In short, for Petraeus' principally sound tactics to have a chance at success, he needs more troops. An order of magnitude more. It would not be far fetched to imagine that Generals Zinni and Shinseki spend their holidays burning Rumsfeld in effigy.

So what now? The best answer comes, as usual, from former Madam Secretary Madeleine Albright: internationalize the conflict.
This disconnect between mission and capabilities should be at the center of debate [...] That leaves coordinated international assistance as the only option.

Without a doubt Madam Secretary, but I just covered all of that. So how do we get there from here?
President Bush could do his part by admitting what the world knows -- that many prewar criticisms of the invasion were on target. Such an admission would be just the shock a serious diplomatic project would need. It would make it easier for European and Arab leaders to help, as their constituents are reluctant to bail out a president who still insists that he was right and they were wrong. Our troops face death every day; the least the president can do is face the truth.

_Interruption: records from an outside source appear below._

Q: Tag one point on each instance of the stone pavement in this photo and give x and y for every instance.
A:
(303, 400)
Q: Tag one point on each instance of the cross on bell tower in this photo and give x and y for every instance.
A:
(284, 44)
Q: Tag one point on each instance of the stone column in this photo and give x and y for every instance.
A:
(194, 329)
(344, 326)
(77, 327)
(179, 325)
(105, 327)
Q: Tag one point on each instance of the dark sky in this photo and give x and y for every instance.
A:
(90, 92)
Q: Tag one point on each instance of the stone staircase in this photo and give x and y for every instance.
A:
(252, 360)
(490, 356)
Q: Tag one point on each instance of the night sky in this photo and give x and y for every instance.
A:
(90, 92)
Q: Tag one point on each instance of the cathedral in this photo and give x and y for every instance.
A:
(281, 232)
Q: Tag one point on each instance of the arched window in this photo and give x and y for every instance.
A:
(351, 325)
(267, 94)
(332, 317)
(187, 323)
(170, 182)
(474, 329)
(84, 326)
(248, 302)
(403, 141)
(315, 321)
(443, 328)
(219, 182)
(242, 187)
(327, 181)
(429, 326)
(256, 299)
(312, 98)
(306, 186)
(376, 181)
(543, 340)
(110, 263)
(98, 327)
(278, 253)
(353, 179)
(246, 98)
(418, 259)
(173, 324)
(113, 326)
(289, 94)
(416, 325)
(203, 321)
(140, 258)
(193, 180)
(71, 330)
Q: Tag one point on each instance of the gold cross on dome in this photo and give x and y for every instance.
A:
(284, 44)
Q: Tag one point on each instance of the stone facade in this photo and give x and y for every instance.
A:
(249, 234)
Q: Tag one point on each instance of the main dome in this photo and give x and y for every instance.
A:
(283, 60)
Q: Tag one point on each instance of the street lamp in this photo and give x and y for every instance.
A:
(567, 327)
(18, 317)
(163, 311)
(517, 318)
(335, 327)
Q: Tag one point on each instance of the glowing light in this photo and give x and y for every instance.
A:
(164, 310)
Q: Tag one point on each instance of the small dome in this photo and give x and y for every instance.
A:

Clever, Madam Secretary. I too would be shocked to see Bush take some responsibility. If he so much as emerged from hiding behind our latest field commander I think I would shock my pants. In fact, I believe you may have even been writing about me in your op-ed:
A cynic might suggest that the military's real mission is to enable President Bush to continue denying that his invasion has evolved into disaster.

Well, color me cynical.

Finally, to return to the Basrah issue. Leaving aside for a moment the fact that the military (remember Moveon, they take their orders from the decider) keeps full fledged operational planning for attacking Iran as up-to-date as possible as a matter of simple competency (and the gigantic clusterfuck that such an attack would entail) let's take a look at where Basrah lies:



Ah yes: right on the highway between Baghdad and the Persian Gulf. In other words, between American troops and their eventual point of large scale withdrawal from Iraq. There are three reasons why we will not deal with the Basrah situation until we withdraw. First, our supply lines aren't seriously threatened (yet). Second, we will absolutely flatten the place on our way out the door. Third, it will make a great casus belli for war with Iran. While Al Anbar is the big newsmaker out of Iraq right now, the real story lies in the south.